Ethics statement

This study included de-identified data from participants who had consented to the use of their anonymized information for research purposes. Participants were not financially compensated for their participation. Approvals for the study protocol of the NHS and the HPFS were granted by the institutional review boards of Brigham and Women’s Hospital and the Harvard T.H. Chan School of Public Health (institutional review board protocol nos. 1999P011114/BWH for the NHS and HSPH 22067-102 for the HPFS).

Study populations

The NHS is a prospective cohort study that enrolled 121,700 US female registered nurses aged 30–55 years in 197655. The participants were followed biennially to collect information on diet, lifestyle, medication use and newly diagnosed diseases through mailed self-administered questionnaires. We included 4,215 women who were aged <75 years and free from dementia, Parkinson’s disease, stroke and cancer at baseline when the blood samples were collected (1989–1992); the blood was assayed for genetics and metabolomics, as described in detail below.

The HPFS is a prospective cohort study that enrolled 51,529 US male health professionals aged 40–75 years in 1986. Similar to the NHS, the participants were followed biennially via mailed questionnaires. We included 1,490 men who met the same inclusion and exclusion criteria at baseline (1993–1996), when the blood samples were collected, as a replication cohort.

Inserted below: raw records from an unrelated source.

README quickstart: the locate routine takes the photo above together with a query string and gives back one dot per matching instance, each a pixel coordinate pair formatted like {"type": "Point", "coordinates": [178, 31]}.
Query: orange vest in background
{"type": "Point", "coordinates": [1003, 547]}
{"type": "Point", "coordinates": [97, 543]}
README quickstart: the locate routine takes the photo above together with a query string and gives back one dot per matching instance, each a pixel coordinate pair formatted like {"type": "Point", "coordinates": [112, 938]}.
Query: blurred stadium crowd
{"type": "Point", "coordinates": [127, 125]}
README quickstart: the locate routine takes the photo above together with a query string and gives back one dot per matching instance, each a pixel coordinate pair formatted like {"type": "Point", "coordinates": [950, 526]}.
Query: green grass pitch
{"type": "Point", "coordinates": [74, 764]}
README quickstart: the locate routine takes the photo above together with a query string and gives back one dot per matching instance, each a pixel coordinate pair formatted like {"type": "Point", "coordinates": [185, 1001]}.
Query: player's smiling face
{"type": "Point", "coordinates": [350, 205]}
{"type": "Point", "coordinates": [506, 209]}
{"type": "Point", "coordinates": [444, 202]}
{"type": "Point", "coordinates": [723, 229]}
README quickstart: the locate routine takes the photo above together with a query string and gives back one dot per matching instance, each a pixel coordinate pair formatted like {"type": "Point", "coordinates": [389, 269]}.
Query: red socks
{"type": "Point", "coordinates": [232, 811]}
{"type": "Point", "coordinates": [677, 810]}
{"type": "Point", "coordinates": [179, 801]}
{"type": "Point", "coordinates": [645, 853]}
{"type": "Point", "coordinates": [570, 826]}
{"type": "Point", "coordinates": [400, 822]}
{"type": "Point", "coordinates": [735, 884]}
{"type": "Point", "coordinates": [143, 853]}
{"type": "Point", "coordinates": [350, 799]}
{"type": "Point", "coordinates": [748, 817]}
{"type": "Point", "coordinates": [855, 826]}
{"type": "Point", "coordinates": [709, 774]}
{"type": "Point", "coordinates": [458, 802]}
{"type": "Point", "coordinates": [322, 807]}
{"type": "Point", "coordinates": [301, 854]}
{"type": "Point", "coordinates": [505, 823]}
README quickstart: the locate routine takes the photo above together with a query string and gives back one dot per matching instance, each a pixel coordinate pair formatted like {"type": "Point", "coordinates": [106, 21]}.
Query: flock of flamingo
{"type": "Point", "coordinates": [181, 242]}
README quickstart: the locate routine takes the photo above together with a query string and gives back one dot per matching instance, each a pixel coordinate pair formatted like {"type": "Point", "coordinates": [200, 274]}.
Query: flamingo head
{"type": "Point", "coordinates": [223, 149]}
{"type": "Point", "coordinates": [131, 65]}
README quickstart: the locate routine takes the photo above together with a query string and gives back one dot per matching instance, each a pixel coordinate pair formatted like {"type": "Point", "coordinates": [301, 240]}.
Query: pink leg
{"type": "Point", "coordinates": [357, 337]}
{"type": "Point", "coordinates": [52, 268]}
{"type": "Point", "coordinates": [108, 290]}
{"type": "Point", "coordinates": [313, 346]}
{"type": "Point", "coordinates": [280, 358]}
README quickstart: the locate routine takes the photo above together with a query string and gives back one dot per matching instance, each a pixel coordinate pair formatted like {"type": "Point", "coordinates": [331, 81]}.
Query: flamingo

Ascertainment of dementia and assessment of objective cognitive function

The participants were followed from the baseline to 2023 for a composite dementia endpoint, which included self-reported dementia and deaths due to dementia. Participants self-reported a physician diagnosis of AD or other forms of dementia (ADRD) every 2 years via questionnaires. Deaths were identified through state vital statistics records, the National Death Index, family reports and the postal system. A study physician reviewed medical records and death certificates to determine whether dementia was listed as the primary or contributing cause of death. Our system for death ascertainment and death cause adjudication is validated and >98% of deaths were identified56.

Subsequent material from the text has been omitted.